The 30th Annual Day With(out) Art
Schwules Museum is proud to partner with Visual AIDS for the thirtieth annual Day With(out) Art by presenting STILL BEGINNING, a program of seven newly commissioned videos responding to the ongoing HIV/AIDS epidemic by Shanti Avirgan, Nguyen Tan Hoang, Carl George, Viva Ruiz, Iman Shervington, Jack Waters/Victor F.M. Torres, and Derrick Woods-Morrow. The screening will be followed by a discussion with scholar João Florêncio (University of Exeter) and Ben Miller (Schwules Museum).
The seven short videos range in subject from anti-stigma work in New Orleans to public sex culture in Chicago, highlighting pioneering AIDS activism and staging intergenerational conversations. Recalling Gregg Bordowitz’s reminder that “THE AIDS CRISIS IS STILL BEGINNING,”* the video program resists narratives of resolution or conclusion, considering the continued urgency of HIV/AIDS in the contemporary moment while revisiting resonant cultural histories from the past three decades.
Visual AIDS is a New York-based non-profit that utilizes art to fight AIDS by provoking dialogue, supporting HIV+ artists, and preserving a legacy, because AIDS is not over. In 1989, Visual AIDS organized the first Day Without Art, a call to the art world for mourning and action in response to the AIDS crisis. For Day With(out) Art’s thirtieth year, over 100 institutions worldwide will screen STILL BEGINNING, recognizing the important and necessary work of artists, activists, and cultural workers who have responded to AIDS while emphasizing the persistent presence of the epidemic.

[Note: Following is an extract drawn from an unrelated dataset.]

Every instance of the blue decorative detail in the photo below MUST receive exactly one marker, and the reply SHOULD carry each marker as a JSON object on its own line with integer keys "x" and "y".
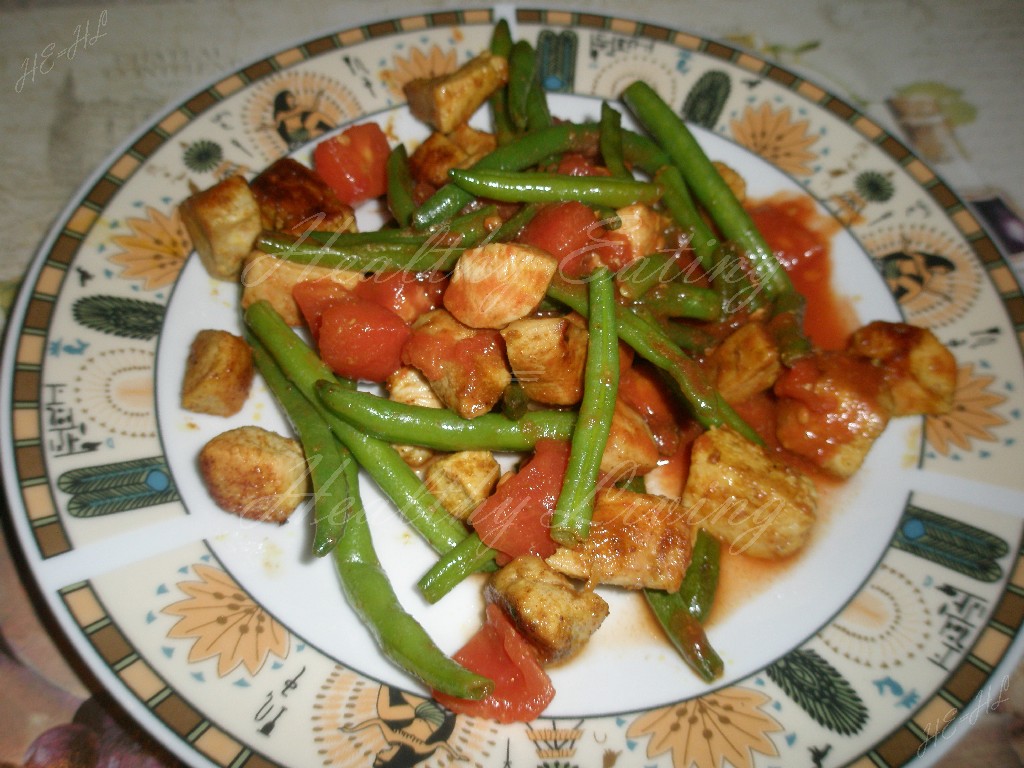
{"x": 952, "y": 544}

Dr. João Florêncio is Senior Lecturer in the History of Modern and Contemporary Art and Visual Culture at the University of Exeter. His interdisciplinary teaching and research navigates the intersections of modern and contemporary visual culture and performance with queer theory, philosophy, medical humanities, and the post humanities with a focus on sexuality, embodiment, ecology, ethics, and community. He coordinates the Exeter Masculinities Research Unit and is currently working on an AHRC Leadership Fellows grant-funded project entitled Masculinity and the Ethics of Porosity in “Post-AIDS” Gay Porn, theorising gay “pig” masculinities, their visual mediation, and their emergence in tandem with the introduction of antiretroviral therapies for the management and prophylaxis of HIV infection.